The business was founded in 1922 by Sydney Howard, an engineer for BHP at the Newcastle steelworks, who had been watching all the sparks flying off the hot steel and had an “Aha!” moment. He started putting together fireworks displays at home from imported crackers, but there were too many fizzers and duds among them, so he started making his own (thus the missing hand).

His son Harry joined him and in March 1932 they won the contract for the spectacular opening of the Sydney Harbour Bridge, which set the business up.

Harry was an only child so the second generation succession was uncomplicated, but when Harry’s two sons, Les and Syd, joined the business in the 1960s, things got difficult.

The sons didn’t get on.

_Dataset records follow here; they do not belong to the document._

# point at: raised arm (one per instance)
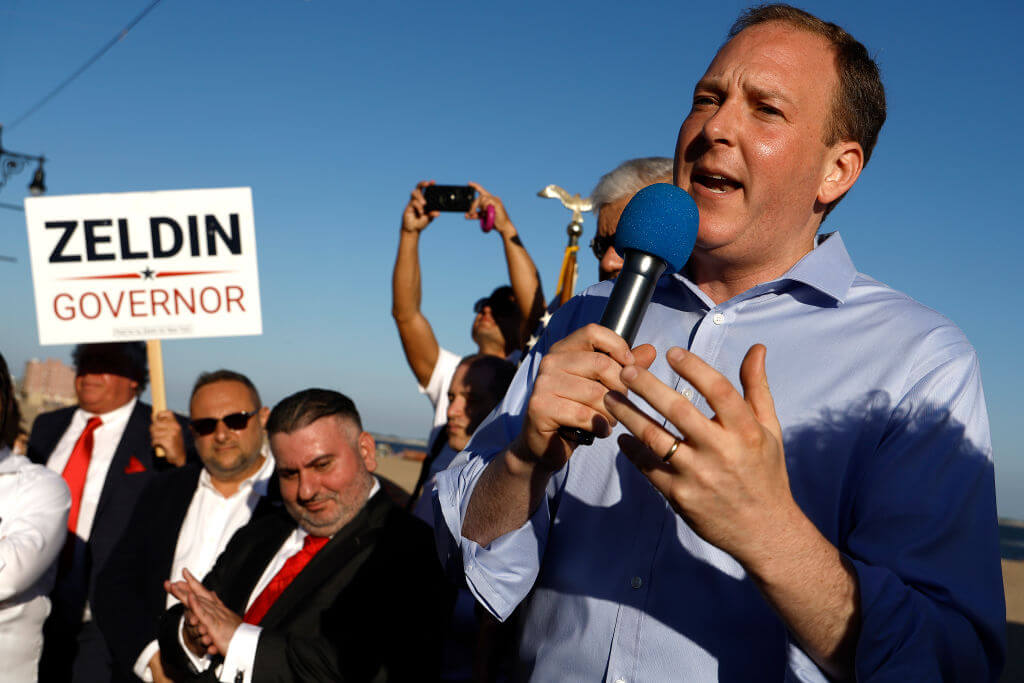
(523, 275)
(568, 391)
(418, 339)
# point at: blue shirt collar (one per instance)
(826, 268)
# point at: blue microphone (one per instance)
(656, 231)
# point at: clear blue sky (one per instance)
(332, 111)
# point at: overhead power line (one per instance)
(114, 41)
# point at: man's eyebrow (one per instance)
(764, 92)
(759, 91)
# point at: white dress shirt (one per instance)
(242, 649)
(210, 522)
(104, 442)
(34, 506)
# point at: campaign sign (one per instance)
(144, 265)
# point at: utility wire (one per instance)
(114, 41)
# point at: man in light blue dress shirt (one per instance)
(827, 511)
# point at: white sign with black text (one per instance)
(129, 266)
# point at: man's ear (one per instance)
(368, 451)
(846, 162)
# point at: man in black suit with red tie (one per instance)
(341, 586)
(103, 451)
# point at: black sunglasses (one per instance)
(236, 421)
(499, 308)
(600, 244)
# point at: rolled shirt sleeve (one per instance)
(924, 545)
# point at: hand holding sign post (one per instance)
(176, 264)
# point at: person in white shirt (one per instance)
(308, 593)
(502, 321)
(34, 505)
(185, 517)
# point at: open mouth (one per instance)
(714, 182)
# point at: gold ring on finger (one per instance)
(672, 452)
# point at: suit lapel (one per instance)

Things went smoothly enough for a while with Harry, Les and Syd each owning a third of the business, and Howard & Sons grew to be Australia’s largest pyrotechnics firm by far.

But by the early 1980s Syd had to get out. Harry and Les bought his share and he set up Syd Howard Fireworks in competition with his father and brother.

Syd was a Howard, which meant he worked hard and understood fireworks, so the business went well while he was running it. But he lacked a succession plan, and when he wanted to retire in 2001 he tried to sell the business to his brother’s sons, Andrew and Christian, but they didn’t want it.

He ended up selling the business to the investors who had backed him, and they quickly showed why fireworks have to be done by family businesses. The company quickly went broke, and Howard & Sons, now run by Les’ two sons, picked up most of the customers for nothing.

Andrew and Christian Howard, 36 and 38 respectively, now own the business 50/50 and are determined not to repeat the mistakes of their father and uncle. They get on like a bridge on fire, as it were.

There’s no board of directors, just them. There are no written rules of engagement, just “respect for each other, clear and simple... We give each other the freedom to get on with each part of the business” (Andrew designs the displays and handles marketing; Christian looks after manufacturing, R&D and logistics). Their wives, Fiona and Kellie, also get on, which isn’t always the case in these situations, and so do their five young kids.

Will there be a fifth generation running the business? Says Andrew: “We were never pressured to go into the business, we just wanted to do it because it was such a fun environment, giving people pleasure. So we’re not going to pressure our own children.”

They are going to try to diversify though, first into dangerous goods transport, which they know a bit about.